The independent band 7horse's original song "Meth Lab Zoso Sticker" from their 2011 album Let The 7Horse Run, was used by Scorsese in the film. The bandleader Phil Leavitt said that he received an email from the music clearance for the film, in last July, and added "It came out of the blue, and I still to this day don't know how Martin Scorsese or his people heard it, or who found it. I dug into it a bit and found out that Scorsese finds a lot of his own music for his movies. Randall Poster and [The Band's] Robbie Robertson also worked on the music. Maybe they heard it on satellite radio." Sharon Jones & the Dap-Kings performed the cover version of the 1964 Shirley Bassey single "Goldfinger" that was used in the film's soundtrack.

== Track listing ==

| No. | Title | Artist(s) | Length |
|---|---|---|---|
| 1. | "Mercy, Mercy, Mercy" | Cannonball Adderley | 5:11 |
| 2. | "Dust My Broom" | Elmore James | 2:53 |
| 3. | "Bang! Bang!" | Joe Cuba | 4:06 |
| 4. | "Movin' Out (Anthony's Song)" | Billy Joel | 3:29 |
| 5. | "C'est si bon" | Eartha Kitt | 2:58 |
| 6. | "Goldfinger" | Sharon Jones & The Dap-Kings | 2:30 |
| 7. | "Pretty Thing" | Bo Diddley | 2:49 |
| 8. | "Moonlight in Vermont" (Live at the Pershing Lounge) | Ahmad Jamal | 3:10 |
| 9. | "Smokestack Lightning" | Howlin' Wolf | 3:07 |
| 10. | "Hey Leroy, Your Mama's Callin' You" | The Jimmy Castor Bunch | 2:26 |
| 11. | "Double Dutch" | Malcolm McLaren | 3:56 |
| 12. | "Never Say Never" | Romeo Void | 5:54 |
| 13. | "Meth Lab Zoso Sticker" | 7horse | 3:42 |
| 14. | "Road Runner" | Bo Diddley | 2:46 |
| 15. | "Mrs. Robinson" | The Lemonheads | 3:44 |
| 16. | "Cast Your Fate to the Wind" | Allen Toussaint | 3:19 |
| Total length: |  |  | 56:30 |

== Reception ==

=== Critical response ===
Gregory Heaney of AllMusic mentioned that the soundtrack "evokes the off-the-rails feeling of the film with its eclectic mish-mash of genres" and called it as "solid disc that offers many of the film's thrills without all fraud and greed." Paul Taylor of Lemonwire wrote "Martin Scorsese delivers a film with a soundtrack that hits all the right notes without the use of a traditional score. It's a tall order, but one Scorsese has proven time and time again that he is quite capable of dishing out.

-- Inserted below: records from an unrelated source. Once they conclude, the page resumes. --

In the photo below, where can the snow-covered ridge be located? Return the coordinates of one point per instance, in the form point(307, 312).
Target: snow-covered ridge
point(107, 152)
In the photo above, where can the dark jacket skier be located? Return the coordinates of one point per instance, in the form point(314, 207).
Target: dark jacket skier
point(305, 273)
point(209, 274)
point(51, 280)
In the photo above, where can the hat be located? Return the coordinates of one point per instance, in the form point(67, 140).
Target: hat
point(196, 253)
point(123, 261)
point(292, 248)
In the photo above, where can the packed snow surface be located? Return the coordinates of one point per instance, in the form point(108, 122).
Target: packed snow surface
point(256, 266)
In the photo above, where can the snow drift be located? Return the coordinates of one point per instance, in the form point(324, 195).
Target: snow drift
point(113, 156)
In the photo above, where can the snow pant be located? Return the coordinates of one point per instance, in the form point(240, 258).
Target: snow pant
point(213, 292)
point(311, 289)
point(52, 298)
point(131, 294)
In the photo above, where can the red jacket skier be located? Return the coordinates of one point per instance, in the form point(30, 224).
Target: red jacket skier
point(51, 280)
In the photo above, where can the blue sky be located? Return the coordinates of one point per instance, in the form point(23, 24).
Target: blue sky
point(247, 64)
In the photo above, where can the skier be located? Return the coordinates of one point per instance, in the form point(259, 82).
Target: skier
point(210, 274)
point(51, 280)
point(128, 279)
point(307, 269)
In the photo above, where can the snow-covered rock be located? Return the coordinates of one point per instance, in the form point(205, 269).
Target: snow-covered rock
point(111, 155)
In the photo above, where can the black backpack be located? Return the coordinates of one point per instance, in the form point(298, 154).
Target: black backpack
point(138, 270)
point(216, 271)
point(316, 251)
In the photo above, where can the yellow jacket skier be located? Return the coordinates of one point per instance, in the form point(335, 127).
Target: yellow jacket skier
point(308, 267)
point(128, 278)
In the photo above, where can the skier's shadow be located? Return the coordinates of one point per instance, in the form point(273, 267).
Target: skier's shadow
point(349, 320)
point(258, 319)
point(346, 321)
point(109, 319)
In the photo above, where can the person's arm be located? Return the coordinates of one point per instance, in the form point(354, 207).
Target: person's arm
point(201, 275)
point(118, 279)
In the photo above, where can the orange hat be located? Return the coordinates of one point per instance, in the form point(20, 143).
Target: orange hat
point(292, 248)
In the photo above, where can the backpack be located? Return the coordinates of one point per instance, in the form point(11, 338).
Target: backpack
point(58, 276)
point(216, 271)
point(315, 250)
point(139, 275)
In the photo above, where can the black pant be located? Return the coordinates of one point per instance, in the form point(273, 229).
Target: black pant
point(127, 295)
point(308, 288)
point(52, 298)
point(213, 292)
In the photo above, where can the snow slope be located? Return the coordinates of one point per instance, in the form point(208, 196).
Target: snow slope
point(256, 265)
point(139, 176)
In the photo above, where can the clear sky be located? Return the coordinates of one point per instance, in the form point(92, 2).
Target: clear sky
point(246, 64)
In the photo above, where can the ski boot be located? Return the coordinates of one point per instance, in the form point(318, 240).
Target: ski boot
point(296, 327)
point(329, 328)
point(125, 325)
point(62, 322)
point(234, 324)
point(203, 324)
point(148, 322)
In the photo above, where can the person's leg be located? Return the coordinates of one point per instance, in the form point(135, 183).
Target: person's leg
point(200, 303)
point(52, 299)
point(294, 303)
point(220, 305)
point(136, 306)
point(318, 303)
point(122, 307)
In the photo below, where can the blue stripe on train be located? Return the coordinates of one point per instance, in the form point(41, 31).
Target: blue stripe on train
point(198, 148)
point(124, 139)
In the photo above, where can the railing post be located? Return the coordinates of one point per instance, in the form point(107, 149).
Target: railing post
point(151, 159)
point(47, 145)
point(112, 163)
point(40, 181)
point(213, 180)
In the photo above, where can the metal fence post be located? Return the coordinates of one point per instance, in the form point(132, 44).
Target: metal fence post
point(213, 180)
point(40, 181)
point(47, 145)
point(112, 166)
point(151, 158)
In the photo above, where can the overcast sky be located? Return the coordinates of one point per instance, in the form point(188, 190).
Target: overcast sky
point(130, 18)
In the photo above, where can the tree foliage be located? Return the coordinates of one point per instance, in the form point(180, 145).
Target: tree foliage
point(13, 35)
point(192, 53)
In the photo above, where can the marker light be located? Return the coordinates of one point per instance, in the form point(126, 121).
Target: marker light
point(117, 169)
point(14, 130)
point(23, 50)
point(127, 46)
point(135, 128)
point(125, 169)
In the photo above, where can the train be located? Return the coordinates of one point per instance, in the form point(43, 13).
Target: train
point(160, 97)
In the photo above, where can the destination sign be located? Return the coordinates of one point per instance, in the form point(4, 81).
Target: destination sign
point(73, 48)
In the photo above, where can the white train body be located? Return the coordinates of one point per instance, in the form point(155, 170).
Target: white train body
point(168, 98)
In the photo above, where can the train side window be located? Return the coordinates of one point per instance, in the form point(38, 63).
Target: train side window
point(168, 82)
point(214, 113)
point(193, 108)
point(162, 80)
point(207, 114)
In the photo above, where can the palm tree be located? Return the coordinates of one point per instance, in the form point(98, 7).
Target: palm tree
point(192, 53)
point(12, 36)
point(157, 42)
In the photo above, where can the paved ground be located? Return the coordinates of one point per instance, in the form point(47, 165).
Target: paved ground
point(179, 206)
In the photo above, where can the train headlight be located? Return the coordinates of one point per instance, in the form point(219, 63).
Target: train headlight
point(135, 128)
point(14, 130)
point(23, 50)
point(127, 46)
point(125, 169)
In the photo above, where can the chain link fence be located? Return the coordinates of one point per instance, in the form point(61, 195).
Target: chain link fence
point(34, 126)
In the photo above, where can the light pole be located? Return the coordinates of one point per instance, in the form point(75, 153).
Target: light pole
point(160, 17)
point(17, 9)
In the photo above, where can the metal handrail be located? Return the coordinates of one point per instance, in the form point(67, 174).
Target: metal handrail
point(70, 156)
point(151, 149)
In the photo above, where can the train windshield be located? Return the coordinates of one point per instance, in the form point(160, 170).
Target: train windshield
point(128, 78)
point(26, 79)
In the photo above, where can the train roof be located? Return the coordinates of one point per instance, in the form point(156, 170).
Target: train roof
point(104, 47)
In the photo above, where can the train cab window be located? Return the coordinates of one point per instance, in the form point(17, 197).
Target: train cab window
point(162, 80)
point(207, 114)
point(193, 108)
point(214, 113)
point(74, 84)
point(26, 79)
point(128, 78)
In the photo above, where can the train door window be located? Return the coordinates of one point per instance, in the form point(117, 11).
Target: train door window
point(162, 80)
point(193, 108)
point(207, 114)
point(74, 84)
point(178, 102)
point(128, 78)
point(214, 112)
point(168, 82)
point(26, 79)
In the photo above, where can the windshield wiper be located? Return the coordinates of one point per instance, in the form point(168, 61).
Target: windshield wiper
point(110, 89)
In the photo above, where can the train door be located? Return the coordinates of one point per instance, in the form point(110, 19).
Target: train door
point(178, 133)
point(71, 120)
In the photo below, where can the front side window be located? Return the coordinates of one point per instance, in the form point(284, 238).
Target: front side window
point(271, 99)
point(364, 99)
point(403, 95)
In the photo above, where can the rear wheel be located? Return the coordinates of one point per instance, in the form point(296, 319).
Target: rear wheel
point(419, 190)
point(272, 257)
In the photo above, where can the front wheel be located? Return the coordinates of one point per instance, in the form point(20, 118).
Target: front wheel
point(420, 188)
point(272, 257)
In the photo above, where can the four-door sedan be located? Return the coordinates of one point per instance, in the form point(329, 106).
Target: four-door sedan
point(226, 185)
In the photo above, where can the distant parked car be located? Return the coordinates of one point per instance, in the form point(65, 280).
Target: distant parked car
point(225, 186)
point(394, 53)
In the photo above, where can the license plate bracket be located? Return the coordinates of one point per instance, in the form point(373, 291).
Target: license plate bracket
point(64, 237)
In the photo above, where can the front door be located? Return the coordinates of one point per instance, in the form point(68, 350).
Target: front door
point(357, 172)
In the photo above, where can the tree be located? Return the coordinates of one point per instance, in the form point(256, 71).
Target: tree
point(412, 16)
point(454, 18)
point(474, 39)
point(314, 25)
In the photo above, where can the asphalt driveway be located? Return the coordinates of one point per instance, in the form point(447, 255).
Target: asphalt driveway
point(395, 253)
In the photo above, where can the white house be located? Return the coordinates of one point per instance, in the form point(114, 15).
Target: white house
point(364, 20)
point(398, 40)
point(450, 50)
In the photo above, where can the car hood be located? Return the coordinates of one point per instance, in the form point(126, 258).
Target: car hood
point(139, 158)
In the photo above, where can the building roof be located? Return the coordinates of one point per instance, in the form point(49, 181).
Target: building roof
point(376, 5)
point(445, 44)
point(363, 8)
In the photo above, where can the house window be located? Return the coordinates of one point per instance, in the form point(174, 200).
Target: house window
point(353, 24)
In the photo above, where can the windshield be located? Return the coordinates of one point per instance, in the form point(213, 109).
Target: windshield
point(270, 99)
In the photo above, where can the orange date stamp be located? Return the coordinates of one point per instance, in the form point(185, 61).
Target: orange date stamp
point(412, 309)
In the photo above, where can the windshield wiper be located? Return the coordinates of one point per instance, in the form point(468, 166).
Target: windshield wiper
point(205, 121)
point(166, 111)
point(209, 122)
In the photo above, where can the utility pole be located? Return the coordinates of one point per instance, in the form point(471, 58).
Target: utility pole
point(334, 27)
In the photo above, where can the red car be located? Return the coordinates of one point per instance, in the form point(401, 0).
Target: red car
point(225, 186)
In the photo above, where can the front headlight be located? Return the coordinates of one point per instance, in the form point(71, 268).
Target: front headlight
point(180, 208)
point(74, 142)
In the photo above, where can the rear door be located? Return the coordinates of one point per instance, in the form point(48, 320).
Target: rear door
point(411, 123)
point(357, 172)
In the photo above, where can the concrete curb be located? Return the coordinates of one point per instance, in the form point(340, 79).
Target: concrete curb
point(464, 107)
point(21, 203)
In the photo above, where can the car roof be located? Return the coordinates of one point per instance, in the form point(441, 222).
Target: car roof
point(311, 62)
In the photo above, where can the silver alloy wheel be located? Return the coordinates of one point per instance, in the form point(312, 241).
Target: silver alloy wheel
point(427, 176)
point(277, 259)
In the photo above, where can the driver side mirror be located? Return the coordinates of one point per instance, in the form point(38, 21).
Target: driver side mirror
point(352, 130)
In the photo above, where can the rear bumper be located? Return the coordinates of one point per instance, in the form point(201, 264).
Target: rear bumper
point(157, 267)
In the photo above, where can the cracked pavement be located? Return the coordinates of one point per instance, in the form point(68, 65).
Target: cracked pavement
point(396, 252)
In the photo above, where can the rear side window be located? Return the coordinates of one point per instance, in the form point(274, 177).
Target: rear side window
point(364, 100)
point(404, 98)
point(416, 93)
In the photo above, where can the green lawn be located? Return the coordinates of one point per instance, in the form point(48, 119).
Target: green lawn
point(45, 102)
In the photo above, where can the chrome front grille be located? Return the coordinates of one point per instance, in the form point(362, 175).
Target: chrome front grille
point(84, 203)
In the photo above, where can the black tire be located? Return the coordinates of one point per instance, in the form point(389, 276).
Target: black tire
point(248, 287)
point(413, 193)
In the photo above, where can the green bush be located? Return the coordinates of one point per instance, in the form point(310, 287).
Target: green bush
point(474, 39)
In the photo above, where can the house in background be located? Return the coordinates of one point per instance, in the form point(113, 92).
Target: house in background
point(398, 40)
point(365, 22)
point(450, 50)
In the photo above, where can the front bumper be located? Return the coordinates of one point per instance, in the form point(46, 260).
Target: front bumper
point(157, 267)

It is interesting that, unlike his other period films, in The Wolf of Wall Street, Scorsese draws on more songs that predate the historical setting of the film. It's a stylistic choice that the film benefits from, as it derives from the need to strike the right tone, rather than the historical accuracy of radio hits."

=== Analysis ===
Analysing the film's music, Ryan Leas of Consequence wrote "most of these songs are old and were already old in the era The Wolf of Wall Street depicts. That is not an uncommon quality to the music here. In fact, perhaps the defining characteristic of The Wolf of Wall Street‘s soundtrack is its focus on blues music. There are three Bo Diddley songs and two Howlin' Wolf songs, with John Lee Hooker and Elmore James rounding it out, and that aforementioned 7Horse song basically being used as if it's one of them, too. There are some classics used here, no doubt, but they make little sense in the world of The Wolf of Wall Street." However, he praised the brilliant use of "Smokestack Lightning" in the film which he said, that "The whole effect is ghostly, haunting, and gets at what I would imagine was the primary reason for using blues music so prominently in the movie. Both thematically and formally, blues music is foundational [...] much of blues music does have the sort of libidinous, desire-driven madness shared by Belfort. There's a way to parse Scorsese's use of blues music here as being in touch with something elemental, pulling up specters of Americana to further examine how the corruption of Belfort could be something endemic to the American identity." He mentioned the soundtrack to the film as "diverse as you might expect from Scorsese, but unfortunately, it feels more like a grab bag here than ingenuity" adding that "It's as sprawling and freewheeling as the movie, sure, but it's also mostly predictable."